2

The constructs to work with include:

Filter with like or regex or in:

 series.filter(like='some pattern')

 series.filter(regex='some regex')

But those are positive not negative filters..

On a Dataframe we can do a not with a tilde as follows:

  df.filter(~('some pattern' in df['some_column']))
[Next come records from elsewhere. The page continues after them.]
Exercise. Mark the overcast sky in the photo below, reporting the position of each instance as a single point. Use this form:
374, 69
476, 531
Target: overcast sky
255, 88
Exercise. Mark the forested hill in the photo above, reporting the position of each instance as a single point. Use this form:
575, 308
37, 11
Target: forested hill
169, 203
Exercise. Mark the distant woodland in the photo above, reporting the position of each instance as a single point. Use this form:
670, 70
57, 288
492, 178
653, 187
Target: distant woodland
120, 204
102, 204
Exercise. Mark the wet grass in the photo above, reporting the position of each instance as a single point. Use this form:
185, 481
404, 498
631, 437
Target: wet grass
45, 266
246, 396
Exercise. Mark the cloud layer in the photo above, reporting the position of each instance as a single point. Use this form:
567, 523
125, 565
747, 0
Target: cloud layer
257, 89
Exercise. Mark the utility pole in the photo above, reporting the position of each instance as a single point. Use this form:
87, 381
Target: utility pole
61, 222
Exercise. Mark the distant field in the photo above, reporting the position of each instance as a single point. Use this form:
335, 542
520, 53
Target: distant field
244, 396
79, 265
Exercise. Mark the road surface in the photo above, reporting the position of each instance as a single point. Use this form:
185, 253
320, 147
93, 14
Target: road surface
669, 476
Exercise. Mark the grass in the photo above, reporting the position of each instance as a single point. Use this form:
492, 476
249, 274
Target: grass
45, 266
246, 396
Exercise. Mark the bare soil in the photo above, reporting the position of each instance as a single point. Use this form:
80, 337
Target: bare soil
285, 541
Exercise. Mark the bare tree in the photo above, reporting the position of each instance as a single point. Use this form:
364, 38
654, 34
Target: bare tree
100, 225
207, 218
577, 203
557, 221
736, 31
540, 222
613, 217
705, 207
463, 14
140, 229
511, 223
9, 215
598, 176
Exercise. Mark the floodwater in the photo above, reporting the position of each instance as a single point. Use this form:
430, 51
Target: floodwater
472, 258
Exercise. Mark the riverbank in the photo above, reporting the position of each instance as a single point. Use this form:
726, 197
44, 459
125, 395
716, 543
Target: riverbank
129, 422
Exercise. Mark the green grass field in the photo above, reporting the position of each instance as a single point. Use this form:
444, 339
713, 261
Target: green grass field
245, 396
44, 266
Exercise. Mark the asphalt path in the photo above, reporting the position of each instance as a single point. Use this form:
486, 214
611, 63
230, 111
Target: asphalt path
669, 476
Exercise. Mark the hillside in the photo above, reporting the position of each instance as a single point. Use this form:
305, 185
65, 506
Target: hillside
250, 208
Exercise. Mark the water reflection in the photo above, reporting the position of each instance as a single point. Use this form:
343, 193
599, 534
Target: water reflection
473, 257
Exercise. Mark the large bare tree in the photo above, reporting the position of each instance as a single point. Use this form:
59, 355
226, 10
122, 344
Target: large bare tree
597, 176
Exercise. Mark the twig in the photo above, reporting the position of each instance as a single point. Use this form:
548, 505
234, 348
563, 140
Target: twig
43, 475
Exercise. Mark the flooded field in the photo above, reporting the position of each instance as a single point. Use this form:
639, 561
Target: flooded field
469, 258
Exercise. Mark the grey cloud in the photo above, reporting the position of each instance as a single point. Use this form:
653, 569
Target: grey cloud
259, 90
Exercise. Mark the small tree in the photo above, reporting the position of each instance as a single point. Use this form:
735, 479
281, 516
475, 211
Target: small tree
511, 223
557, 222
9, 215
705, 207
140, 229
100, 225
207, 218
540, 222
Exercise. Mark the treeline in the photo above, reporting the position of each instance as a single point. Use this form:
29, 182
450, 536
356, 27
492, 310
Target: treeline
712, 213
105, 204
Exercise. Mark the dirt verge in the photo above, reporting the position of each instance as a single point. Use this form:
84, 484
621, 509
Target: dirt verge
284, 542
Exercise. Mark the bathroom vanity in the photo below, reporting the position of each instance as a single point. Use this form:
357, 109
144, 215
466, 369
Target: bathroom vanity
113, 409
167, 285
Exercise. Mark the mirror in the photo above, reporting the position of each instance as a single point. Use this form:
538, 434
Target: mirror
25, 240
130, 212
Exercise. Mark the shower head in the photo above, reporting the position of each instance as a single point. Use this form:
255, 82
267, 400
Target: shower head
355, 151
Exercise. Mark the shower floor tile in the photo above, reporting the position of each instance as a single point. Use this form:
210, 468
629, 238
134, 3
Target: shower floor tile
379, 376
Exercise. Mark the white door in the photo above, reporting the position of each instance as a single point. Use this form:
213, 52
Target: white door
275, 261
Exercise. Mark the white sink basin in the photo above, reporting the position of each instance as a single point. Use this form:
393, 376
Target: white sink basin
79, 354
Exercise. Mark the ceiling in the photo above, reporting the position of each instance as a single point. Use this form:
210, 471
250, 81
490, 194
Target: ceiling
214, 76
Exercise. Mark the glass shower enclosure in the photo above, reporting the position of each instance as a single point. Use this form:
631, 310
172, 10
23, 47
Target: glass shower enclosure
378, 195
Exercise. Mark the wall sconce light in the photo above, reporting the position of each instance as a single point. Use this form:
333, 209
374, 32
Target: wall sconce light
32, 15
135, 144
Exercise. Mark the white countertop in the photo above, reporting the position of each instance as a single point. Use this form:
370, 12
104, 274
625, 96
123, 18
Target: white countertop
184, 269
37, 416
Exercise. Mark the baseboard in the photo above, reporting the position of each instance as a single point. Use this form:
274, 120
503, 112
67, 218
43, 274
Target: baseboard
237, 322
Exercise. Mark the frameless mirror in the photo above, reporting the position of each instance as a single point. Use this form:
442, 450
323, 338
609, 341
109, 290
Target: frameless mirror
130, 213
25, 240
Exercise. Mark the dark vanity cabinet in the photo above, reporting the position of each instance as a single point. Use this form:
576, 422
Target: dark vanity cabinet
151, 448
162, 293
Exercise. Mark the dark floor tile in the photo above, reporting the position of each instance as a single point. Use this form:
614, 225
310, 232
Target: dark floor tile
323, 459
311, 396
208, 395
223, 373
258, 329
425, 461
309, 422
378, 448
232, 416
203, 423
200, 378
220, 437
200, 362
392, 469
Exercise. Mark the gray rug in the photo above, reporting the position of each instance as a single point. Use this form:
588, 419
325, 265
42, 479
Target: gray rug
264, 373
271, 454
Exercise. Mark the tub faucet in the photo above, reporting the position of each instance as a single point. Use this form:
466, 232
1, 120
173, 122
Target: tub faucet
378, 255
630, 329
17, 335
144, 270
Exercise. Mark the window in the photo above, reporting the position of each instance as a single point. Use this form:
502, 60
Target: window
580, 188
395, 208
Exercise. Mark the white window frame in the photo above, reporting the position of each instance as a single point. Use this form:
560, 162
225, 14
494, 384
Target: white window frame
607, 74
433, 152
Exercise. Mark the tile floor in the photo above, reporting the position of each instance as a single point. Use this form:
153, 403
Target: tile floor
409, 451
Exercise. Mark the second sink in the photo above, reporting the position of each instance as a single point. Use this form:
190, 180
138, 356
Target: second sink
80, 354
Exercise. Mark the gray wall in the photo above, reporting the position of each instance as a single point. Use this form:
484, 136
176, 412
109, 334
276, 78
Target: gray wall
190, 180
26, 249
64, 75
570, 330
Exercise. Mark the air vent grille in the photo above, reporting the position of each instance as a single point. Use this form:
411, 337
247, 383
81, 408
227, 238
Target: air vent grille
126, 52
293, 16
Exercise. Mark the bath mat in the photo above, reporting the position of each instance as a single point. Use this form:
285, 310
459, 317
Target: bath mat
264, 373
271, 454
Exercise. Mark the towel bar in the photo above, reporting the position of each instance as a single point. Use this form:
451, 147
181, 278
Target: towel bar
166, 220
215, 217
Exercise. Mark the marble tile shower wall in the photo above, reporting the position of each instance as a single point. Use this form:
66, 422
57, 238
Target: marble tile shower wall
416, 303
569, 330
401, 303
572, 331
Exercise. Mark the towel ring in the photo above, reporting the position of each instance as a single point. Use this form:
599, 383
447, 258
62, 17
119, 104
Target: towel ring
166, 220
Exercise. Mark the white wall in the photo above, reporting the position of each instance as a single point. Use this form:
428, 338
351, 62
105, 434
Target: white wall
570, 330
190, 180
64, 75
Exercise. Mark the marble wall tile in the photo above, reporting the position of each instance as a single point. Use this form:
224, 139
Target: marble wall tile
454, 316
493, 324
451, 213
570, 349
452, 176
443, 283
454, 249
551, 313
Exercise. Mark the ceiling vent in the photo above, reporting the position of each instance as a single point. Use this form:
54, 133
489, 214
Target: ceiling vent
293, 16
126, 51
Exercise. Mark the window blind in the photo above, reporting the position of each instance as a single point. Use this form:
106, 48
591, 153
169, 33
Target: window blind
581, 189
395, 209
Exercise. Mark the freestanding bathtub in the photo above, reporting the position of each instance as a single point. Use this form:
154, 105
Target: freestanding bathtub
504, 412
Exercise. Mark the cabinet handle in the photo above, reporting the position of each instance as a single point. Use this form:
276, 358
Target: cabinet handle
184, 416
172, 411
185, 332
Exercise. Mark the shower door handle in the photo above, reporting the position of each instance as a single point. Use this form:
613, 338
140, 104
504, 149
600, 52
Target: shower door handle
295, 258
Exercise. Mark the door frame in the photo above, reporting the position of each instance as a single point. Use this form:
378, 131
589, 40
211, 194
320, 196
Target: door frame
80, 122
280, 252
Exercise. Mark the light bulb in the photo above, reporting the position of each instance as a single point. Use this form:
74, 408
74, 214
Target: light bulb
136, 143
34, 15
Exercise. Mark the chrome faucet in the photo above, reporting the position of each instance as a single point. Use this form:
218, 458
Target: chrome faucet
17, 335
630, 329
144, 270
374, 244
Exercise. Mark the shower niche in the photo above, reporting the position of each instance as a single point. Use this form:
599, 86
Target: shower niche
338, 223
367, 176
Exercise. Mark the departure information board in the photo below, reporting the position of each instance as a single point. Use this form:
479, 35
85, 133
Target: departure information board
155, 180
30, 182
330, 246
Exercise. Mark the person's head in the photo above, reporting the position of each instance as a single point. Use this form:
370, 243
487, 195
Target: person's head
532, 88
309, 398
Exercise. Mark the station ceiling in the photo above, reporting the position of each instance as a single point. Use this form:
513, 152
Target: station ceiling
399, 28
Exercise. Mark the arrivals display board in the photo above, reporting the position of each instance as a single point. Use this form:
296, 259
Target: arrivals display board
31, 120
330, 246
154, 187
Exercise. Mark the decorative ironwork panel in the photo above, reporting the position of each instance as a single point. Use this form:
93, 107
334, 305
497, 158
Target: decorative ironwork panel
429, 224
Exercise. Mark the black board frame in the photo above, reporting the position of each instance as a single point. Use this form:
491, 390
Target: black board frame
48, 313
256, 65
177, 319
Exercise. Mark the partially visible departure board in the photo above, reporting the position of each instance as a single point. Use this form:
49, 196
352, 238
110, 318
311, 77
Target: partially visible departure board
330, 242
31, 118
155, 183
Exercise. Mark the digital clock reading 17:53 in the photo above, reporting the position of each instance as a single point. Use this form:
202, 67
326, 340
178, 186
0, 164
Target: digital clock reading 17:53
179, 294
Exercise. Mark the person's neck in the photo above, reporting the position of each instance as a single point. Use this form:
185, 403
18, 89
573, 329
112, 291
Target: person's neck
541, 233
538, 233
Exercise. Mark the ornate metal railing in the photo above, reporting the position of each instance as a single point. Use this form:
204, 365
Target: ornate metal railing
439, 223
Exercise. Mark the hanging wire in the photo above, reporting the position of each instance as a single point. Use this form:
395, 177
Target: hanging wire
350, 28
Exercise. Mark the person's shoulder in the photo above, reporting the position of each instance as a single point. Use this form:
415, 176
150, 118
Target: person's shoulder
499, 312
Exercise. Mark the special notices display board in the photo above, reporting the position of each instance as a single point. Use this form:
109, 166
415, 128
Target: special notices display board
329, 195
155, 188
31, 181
But that is not available on a Series. So what is the not filter on a Series?

WestCoastProjects
  • 58,982
  • 91
  • 316
  • 560
  • Do you want to filter out columns or rows? `filter` gets you columns, so your syntax seems wrong. – cs95 Apr 01 '18 at 23:42
  • 1
    It looks like you could just do `df[~df['some_column'].str.contains(pattern)]` if you're trying to filter rows. Same for `df.columns`, just use `df.loc[:, ~df.columns.str.contains(pattern)]` for filtering on columns. – cs95 Apr 01 '18 at 23:43
  • @cᴏʟᴅsᴘᴇᴇᴅ Your syntax seems to be for `dataframe` not `Series` : the latter do no include column specifiers – WestCoastProjects Apr 01 '18 at 23:45
  • Sorry about that, I misread. However, my first suggestion to filter on rows applies. `series[~series.str.contains(pattern)]` – cs95 Apr 01 '18 at 23:46
  • what is the `series.str` ? – WestCoastProjects Apr 01 '18 at 23:54
  • It's the accessor you use to run vectorised string functions on the series/dataframe columns. – cs95 Apr 01 '18 at 23:57
  • sorry, my code had become messy : now cleaned up it is back to a series -and your suggestion about `~series.str.contains` works well. please make it an answer – WestCoastProjects Apr 01 '18 at 23:58
  • btw are there other important objects in `Series` similar to `str` : i.e that permit accessing additional methods? For example `series.int` ? – WestCoastProjects Apr 01 '18 at 23:59
  • No, that's alright. I think your question is a duplicate of this: https://stackoverflow.com/q/28679930/4909087 You can delete or self-mark. – cs95 Apr 01 '18 at 23:59
  • Well, there is the `.dt` for dates and `.cat` for categorical columns. Other types do not have an accessor. – cs95 Apr 02 '18 at 00:00
  • @cᴏʟᴅsᴘᴇᴇᴅ mine is not a duplicate because it is about a *series* (i had already seen the dataframe questions..): and your answer is in fact also *new* material. – WestCoastProjects Apr 02 '18 at 00:00

1 Answers1

2

The idiomatic method for filtering series is to use str.contains and negate the result.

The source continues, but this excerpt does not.